Amanda membanting gelas ke lantai.

“Naikkan artikel tandingan. Sebar video dan rekaman suara. Jangan kasih dia menang!”

“Bu, kalau kita salah langkah, bisa kena UU ITE. Nama Ibu juga bisa tercemar…”

Amanda terdiam. Tapi wajahnya makin kelam.

“Kalau perang ini nggak bisa kutangani lewat media… maka aku akan turun langsung ke lapangan.”

---

Sementara itu, Raka duduk sendirian di ruang kerjanya. Meja penuh berkas tak disentuh. Matanya hanya terpaku pada layar laptop yang menampilkan wajah Keysha—screenshot dari vlog anonim yang baru diunggah.

Dalam video itu, Keysha tidak menyebutkan namanya, tidak menyalahkan siapa pun. Tapi kata-katanya menampar keras:

> “Jika seseorang mencintaimu, dia tidak akan membuatmu takut.

Jika seseorang mencintaimu, dia tidak akan membuatmu sembunyi.

Dan jika seseorang mencintaimu…

Dia tidak akan menjadikan tubuhmu sebagai pelampiasan frustrasi.”

Raka menutup laptopnya keras-keras. Ia berdiri dan menendang kursinya.
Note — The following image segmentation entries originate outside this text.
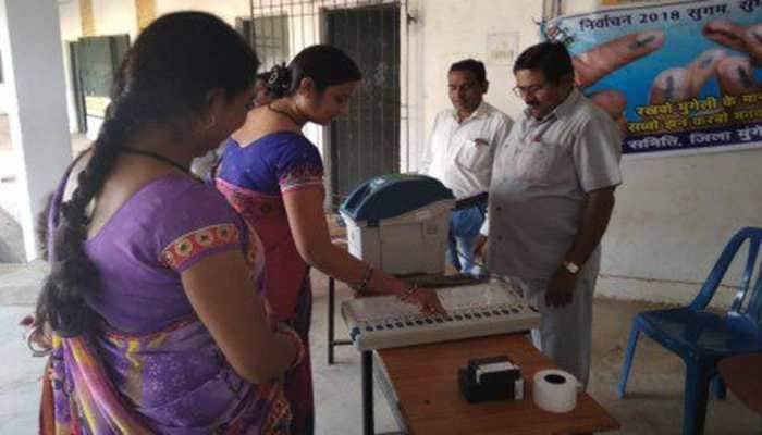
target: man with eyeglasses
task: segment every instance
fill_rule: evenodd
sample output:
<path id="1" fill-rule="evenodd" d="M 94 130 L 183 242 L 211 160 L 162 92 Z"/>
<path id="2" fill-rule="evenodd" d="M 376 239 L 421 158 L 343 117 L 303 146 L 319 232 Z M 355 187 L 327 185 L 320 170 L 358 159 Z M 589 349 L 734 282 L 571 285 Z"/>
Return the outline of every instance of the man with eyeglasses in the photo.
<path id="1" fill-rule="evenodd" d="M 466 59 L 450 66 L 447 88 L 452 109 L 440 112 L 421 162 L 421 173 L 441 181 L 456 199 L 487 192 L 492 158 L 511 130 L 511 119 L 483 100 L 489 87 L 484 64 Z M 481 275 L 474 261 L 474 243 L 484 222 L 487 204 L 477 202 L 453 211 L 447 260 L 455 269 Z"/>
<path id="2" fill-rule="evenodd" d="M 614 120 L 574 86 L 566 48 L 542 42 L 514 65 L 527 104 L 497 149 L 490 186 L 490 272 L 514 279 L 542 312 L 534 344 L 587 385 L 599 244 L 622 183 Z"/>

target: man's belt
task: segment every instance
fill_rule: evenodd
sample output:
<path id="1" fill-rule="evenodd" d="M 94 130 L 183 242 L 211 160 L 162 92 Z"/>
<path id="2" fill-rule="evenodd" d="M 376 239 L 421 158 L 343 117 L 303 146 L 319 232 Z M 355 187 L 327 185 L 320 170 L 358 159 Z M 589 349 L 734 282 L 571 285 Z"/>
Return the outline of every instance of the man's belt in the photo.
<path id="1" fill-rule="evenodd" d="M 481 192 L 466 198 L 460 198 L 455 201 L 455 208 L 453 210 L 466 210 L 471 207 L 486 206 L 489 198 L 488 192 Z"/>

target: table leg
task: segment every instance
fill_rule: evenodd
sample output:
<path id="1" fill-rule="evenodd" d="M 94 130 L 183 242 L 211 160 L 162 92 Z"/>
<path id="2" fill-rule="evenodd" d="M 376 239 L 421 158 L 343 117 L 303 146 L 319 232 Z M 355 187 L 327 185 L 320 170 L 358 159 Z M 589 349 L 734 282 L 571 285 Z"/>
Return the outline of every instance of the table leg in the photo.
<path id="1" fill-rule="evenodd" d="M 328 277 L 328 365 L 333 364 L 333 302 L 335 299 L 336 281 Z"/>
<path id="2" fill-rule="evenodd" d="M 362 433 L 373 435 L 373 351 L 362 352 Z"/>

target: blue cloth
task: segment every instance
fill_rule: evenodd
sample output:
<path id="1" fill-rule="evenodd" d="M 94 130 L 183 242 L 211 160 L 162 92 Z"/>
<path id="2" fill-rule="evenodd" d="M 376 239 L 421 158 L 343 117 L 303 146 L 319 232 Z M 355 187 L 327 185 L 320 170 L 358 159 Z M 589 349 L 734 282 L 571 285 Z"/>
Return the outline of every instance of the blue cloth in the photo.
<path id="1" fill-rule="evenodd" d="M 486 204 L 474 206 L 450 213 L 450 236 L 447 261 L 463 273 L 479 276 L 484 273 L 481 264 L 474 259 L 474 247 L 479 229 L 484 223 Z"/>

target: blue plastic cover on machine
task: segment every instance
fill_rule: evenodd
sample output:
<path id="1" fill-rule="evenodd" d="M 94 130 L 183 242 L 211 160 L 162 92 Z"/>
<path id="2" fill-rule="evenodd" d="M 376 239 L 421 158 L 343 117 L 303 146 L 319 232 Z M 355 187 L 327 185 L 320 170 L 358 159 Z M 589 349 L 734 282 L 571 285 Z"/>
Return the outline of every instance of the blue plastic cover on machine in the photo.
<path id="1" fill-rule="evenodd" d="M 359 185 L 344 200 L 340 210 L 355 222 L 374 222 L 454 198 L 452 190 L 437 178 L 416 174 L 389 174 Z"/>

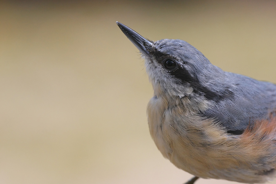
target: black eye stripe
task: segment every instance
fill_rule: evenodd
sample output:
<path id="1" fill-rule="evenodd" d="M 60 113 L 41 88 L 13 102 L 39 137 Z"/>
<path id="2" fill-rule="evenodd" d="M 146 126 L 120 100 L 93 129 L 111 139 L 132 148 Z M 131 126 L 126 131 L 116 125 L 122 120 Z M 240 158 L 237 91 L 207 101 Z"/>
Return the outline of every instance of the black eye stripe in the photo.
<path id="1" fill-rule="evenodd" d="M 162 62 L 163 67 L 169 71 L 175 71 L 178 68 L 178 64 L 175 60 L 170 58 L 166 58 Z"/>

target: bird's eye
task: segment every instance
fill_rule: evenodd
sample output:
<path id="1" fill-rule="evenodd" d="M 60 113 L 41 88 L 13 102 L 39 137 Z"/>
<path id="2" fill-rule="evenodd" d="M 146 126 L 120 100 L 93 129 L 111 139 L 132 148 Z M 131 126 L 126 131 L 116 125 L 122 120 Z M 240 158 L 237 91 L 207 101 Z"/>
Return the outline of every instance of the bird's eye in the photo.
<path id="1" fill-rule="evenodd" d="M 177 69 L 177 63 L 175 61 L 170 59 L 164 60 L 163 63 L 164 67 L 169 71 L 172 71 Z"/>

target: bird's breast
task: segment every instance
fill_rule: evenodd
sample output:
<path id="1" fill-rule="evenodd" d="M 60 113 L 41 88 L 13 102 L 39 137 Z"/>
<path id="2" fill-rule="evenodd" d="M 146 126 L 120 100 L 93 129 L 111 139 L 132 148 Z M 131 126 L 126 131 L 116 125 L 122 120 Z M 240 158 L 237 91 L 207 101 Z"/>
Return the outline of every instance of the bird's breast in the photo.
<path id="1" fill-rule="evenodd" d="M 276 158 L 271 152 L 276 150 L 275 144 L 271 148 L 275 141 L 273 136 L 256 137 L 249 130 L 242 135 L 229 135 L 212 120 L 204 119 L 181 105 L 169 104 L 166 98 L 153 98 L 148 107 L 148 121 L 158 148 L 176 167 L 203 178 L 252 183 L 270 177 L 262 173 L 276 167 Z M 267 128 L 272 128 L 271 124 L 267 124 Z M 267 132 L 264 130 L 263 134 Z M 257 149 L 262 151 L 256 152 Z M 274 162 L 261 167 L 264 159 Z"/>

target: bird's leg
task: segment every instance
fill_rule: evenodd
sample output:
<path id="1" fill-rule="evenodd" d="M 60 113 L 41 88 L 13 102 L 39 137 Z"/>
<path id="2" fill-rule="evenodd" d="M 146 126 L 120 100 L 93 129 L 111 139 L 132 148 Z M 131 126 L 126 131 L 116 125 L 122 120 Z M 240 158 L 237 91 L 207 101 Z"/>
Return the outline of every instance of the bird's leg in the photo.
<path id="1" fill-rule="evenodd" d="M 192 179 L 184 183 L 184 184 L 194 184 L 195 182 L 197 181 L 197 180 L 198 179 L 198 177 L 197 176 L 194 176 L 193 177 Z"/>

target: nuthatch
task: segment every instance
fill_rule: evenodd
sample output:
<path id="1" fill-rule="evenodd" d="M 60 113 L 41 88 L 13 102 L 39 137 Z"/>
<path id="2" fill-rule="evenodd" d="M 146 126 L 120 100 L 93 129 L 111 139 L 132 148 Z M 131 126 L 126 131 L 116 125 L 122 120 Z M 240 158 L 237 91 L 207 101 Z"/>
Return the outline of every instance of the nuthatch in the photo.
<path id="1" fill-rule="evenodd" d="M 153 42 L 117 22 L 154 90 L 147 113 L 163 155 L 198 177 L 253 183 L 276 169 L 276 85 L 223 71 L 186 42 Z"/>

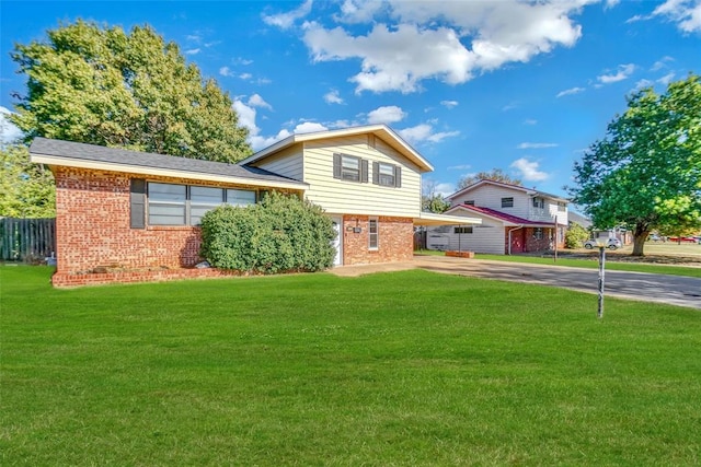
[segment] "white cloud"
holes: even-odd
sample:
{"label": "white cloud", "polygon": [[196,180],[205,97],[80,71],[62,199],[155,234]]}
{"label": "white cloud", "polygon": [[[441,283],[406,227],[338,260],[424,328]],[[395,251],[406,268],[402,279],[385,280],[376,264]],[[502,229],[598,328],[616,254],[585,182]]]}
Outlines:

“Aku akan cari dia. Aku akan bawa dia pulang. Aku yang memulai… dan aku yang harus mengakhiri semuanya.”

---

Sore hari itu, Dimas dan Keysha duduk di pinggir pantai, ditemani semilir angin dan suara deburan ombak. Keysha memakai dress panjang biru muda dan kerudung putih. Wajahnya lebih tenang, tapi masih ada trauma dalam sorot matanya.

Dimas menyerahkan secarik kertas pada Keysha.

“Apa ini?” tanya Keysha, membuka lipatan surat itu.

“Proposal pameran solo untuk kamu. Tentang tulisan kamu. Tentang perjalananmu. Aku mau bantu kamu naik ke atas panggung... bukan sebagai korban. Tapi sebagai penyintas yang membakar luka jadi cahaya.”

Keysha memandang Dimas. “Kamu yakin orang-orang siap lihat sisi gelapku?”

Dimas tersenyum. “Mereka sudah melihat. Dan mereka nggak pergi. Justru mereka mendekat.”

Keysha menahan haru. Di dunia yang dulu menilainya sebagai pengganggu rumah tangga orang, ada satu pria yang tak pernah menilainya kecuali sebagai perempuan yang pantas dicintai.

---

Namun kedamaian itu hanya sementara. Malamnya, Dimas mendapat pesan dari temannya yang bekerja di kepolisian.

> “Raka sudah tahu keberadaan kalian. Hati-hati. Dia cari kamu.”

Dimas langsung menatap Keysha. Wajahnya berubah tegang.

“Kita harus pergi dari sini.”

Keysha mengangguk pelan. “Aku udah capek lari.”

“Tapi kali ini… kita bukan lari karena takut. Kita pindah karena siap hidup baru.”

Dan malam itu, mereka kemasi semua barang.

Sementara di Jakarta, seorang pria bernama Raka sedang mengendarai mobilnya, dengan satu tujuan:

“Aku akan ambil dia kembali. Biar dunia tahu… siapa yang punya dia.”